The live rock from Gulf-View was incredible. We counted at least 9 species
of macroalgae, feather dusters, nudibranchs, tunicates, crabs, bivalves,
sponges, etc, even some Christmas tree worms! We keep finding more stuff. It
has at least 3 species of hard corals on it too. No big colonies, but a fair
number of small clusters. I want to keep all that stuff thriving, so I'm
determined to maintain low nitrates in spite of this being essentially a
fish tank. With the rock, sand, and fuge I think I have a good shot at it. I
started dripping kalk to keep Ca and KH high. I had been using B-Ionic, but
that gets expensive. After reading a whole lot on the subject, I found Mrs.
Wages Pickling Lime for $1.49 a pound. I rigged up a cheap but effective DIY
drip container, and I was in business. So far, so good!


The only time I attempted a fishless cycle it didn't seem to work...just
couldn't get the ammonia levels down...since then I've just preferred used
filter crap and adding fish *sloooowly*...
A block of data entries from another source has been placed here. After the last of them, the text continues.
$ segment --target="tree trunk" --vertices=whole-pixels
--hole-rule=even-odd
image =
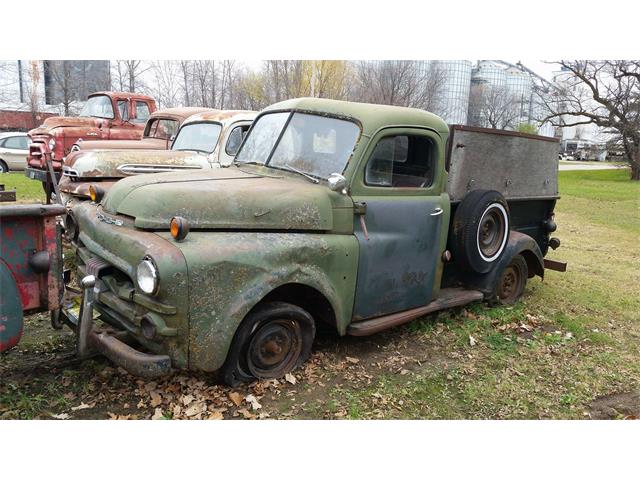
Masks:
[[[629,155],[631,165],[631,180],[640,180],[640,150],[636,149],[633,155]]]

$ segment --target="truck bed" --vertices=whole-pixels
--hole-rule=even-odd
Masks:
[[[557,138],[453,125],[447,193],[459,202],[471,190],[497,190],[507,200],[558,198]]]

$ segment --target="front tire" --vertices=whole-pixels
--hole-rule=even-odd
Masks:
[[[4,160],[0,160],[0,173],[8,173],[9,172],[9,167],[7,166],[6,163],[4,163]]]
[[[500,274],[496,291],[498,302],[502,305],[513,305],[520,300],[528,277],[529,268],[526,260],[520,254],[514,256]]]
[[[222,367],[222,381],[237,386],[280,378],[309,357],[315,322],[306,310],[286,302],[259,305],[236,331]]]

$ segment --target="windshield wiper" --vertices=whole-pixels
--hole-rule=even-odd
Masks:
[[[317,178],[312,177],[308,173],[305,173],[302,170],[298,170],[297,168],[292,167],[291,165],[284,164],[284,165],[282,165],[282,167],[276,167],[276,168],[282,168],[283,170],[288,170],[289,172],[294,172],[294,173],[297,173],[299,175],[302,175],[303,177],[306,177],[309,180],[311,180],[313,183],[320,183],[320,180],[318,180]]]

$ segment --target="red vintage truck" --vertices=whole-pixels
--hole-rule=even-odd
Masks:
[[[156,109],[156,101],[147,95],[92,93],[78,117],[49,117],[29,132],[25,175],[43,182],[49,201],[52,185],[48,178],[59,178],[64,158],[78,139],[139,140]]]

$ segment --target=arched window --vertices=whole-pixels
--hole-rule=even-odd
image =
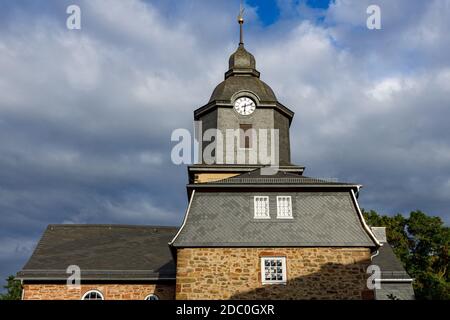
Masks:
[[[83,295],[81,300],[105,300],[103,294],[98,290],[89,290]]]
[[[144,300],[159,300],[159,297],[156,294],[149,294]]]

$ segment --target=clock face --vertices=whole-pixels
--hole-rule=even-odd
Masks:
[[[255,101],[248,97],[240,97],[234,102],[234,109],[237,113],[243,116],[252,114],[256,109]]]

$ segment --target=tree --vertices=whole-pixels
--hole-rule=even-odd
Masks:
[[[422,211],[412,211],[409,218],[373,210],[363,210],[363,214],[368,224],[386,227],[387,241],[415,279],[417,299],[450,299],[450,229],[441,218]]]
[[[7,292],[0,295],[1,300],[20,300],[22,298],[22,285],[14,276],[9,276],[6,286],[3,286]]]

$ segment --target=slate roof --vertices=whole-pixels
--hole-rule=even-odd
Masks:
[[[372,259],[372,264],[381,269],[380,288],[375,290],[377,300],[414,300],[412,279],[403,268],[399,258],[395,255],[391,245],[383,243],[378,249],[378,255]]]
[[[209,102],[231,101],[236,92],[246,90],[258,96],[262,103],[276,103],[275,93],[267,83],[257,77],[234,76],[219,83],[214,89]]]
[[[382,283],[380,289],[375,290],[376,300],[415,300],[414,288],[411,282]]]
[[[372,264],[381,269],[381,279],[411,279],[389,243],[383,243]]]
[[[128,225],[49,225],[17,274],[24,280],[66,280],[69,265],[83,280],[175,279],[168,246],[178,228]]]
[[[271,219],[254,219],[253,197],[269,196]],[[292,196],[293,219],[276,218],[276,196]],[[196,191],[175,247],[364,246],[364,229],[349,190],[344,192]]]
[[[319,178],[311,178],[303,175],[285,172],[282,170],[278,170],[273,175],[264,175],[261,172],[261,169],[256,169],[251,172],[246,172],[240,174],[238,176],[234,176],[231,178],[226,178],[223,180],[207,182],[207,184],[232,184],[232,185],[240,185],[240,184],[255,184],[255,185],[309,185],[309,186],[356,186],[354,183],[344,183],[338,182],[335,179],[319,179]]]
[[[246,74],[252,74],[251,71],[256,71],[255,57],[245,50],[244,44],[240,43],[235,52],[233,52],[228,60],[228,69],[240,70]],[[258,73],[255,74],[258,76]]]
[[[273,90],[259,79],[256,70],[255,57],[240,44],[229,59],[229,70],[225,73],[225,80],[214,89],[210,102],[231,101],[236,92],[251,91],[256,94],[262,103],[276,103],[277,98]]]

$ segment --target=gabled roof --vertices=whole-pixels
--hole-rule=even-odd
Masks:
[[[178,228],[128,225],[49,225],[17,278],[66,280],[70,265],[81,280],[175,279],[168,246]]]
[[[292,197],[293,219],[277,219],[278,195]],[[254,196],[269,197],[271,219],[254,219]],[[341,192],[199,191],[175,247],[376,247],[350,190]]]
Not sure why the ammonia wouldn't drop. It did so for me very well in that
small tank, but I also seeded it from my 29, and added some of the "bacteria
in a bottle" just to diversify things. It obviously worked, as my fish moved
in only 22 days after starting the tank from scratch.
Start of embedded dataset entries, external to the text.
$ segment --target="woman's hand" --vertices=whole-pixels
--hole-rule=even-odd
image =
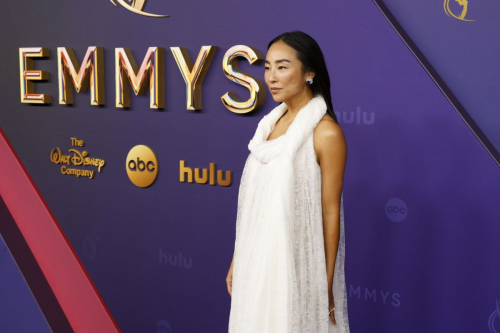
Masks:
[[[233,264],[234,264],[234,254],[233,254],[233,260],[231,261],[231,267],[229,267],[229,272],[227,272],[227,277],[226,277],[226,284],[227,284],[227,292],[229,293],[229,296],[233,296]]]
[[[328,303],[329,303],[328,310],[331,310],[331,309],[333,309],[335,307],[335,301],[333,300],[333,297],[332,297],[331,301],[328,302]],[[335,311],[332,311],[330,313],[330,320],[332,321],[332,323],[334,325],[337,325],[337,321],[335,320]]]

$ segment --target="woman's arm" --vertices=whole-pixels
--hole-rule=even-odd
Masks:
[[[231,260],[231,266],[229,266],[229,271],[226,276],[227,292],[229,296],[233,297],[233,266],[234,266],[234,252],[233,259]]]
[[[328,299],[333,307],[333,273],[340,237],[340,199],[347,160],[347,145],[341,127],[331,117],[315,129],[314,146],[321,168],[321,205],[325,244]]]

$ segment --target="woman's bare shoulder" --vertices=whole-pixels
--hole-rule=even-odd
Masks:
[[[331,143],[333,141],[343,140],[344,132],[339,124],[326,113],[323,118],[320,119],[318,125],[314,129],[314,141],[321,143],[320,141],[328,141]]]
[[[318,157],[328,150],[345,147],[344,132],[339,124],[326,113],[314,129],[314,149]]]

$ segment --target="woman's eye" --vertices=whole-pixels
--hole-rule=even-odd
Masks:
[[[268,71],[268,70],[269,70],[269,67],[264,67],[264,69],[265,69],[266,71]]]
[[[286,68],[286,67],[283,67],[283,66],[278,67],[278,69],[282,69],[282,68]]]

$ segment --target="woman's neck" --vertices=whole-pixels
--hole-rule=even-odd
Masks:
[[[285,101],[288,107],[288,117],[295,118],[300,109],[313,98],[311,89],[305,89],[304,92],[293,96],[293,98]]]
Regardless of how you choose to cycle, though, I'd certainly recommend
avoiding damsels as first fish unless you want damsels in that tank until
they die of old age...mollies don't usually require you to break the

entire
tank down to catch them!


Damsels are indeed a pain. I had one, who took over the entire 29-gallon
tank. He was keeping our puffers completely off of the rock, so much that
they started getting an overbite since they couldn't nip on anything to wear
their teeth down. Thankfully, I caught him with little trouble, and found
him a safe new home. Very pretty fish, but bad attitude!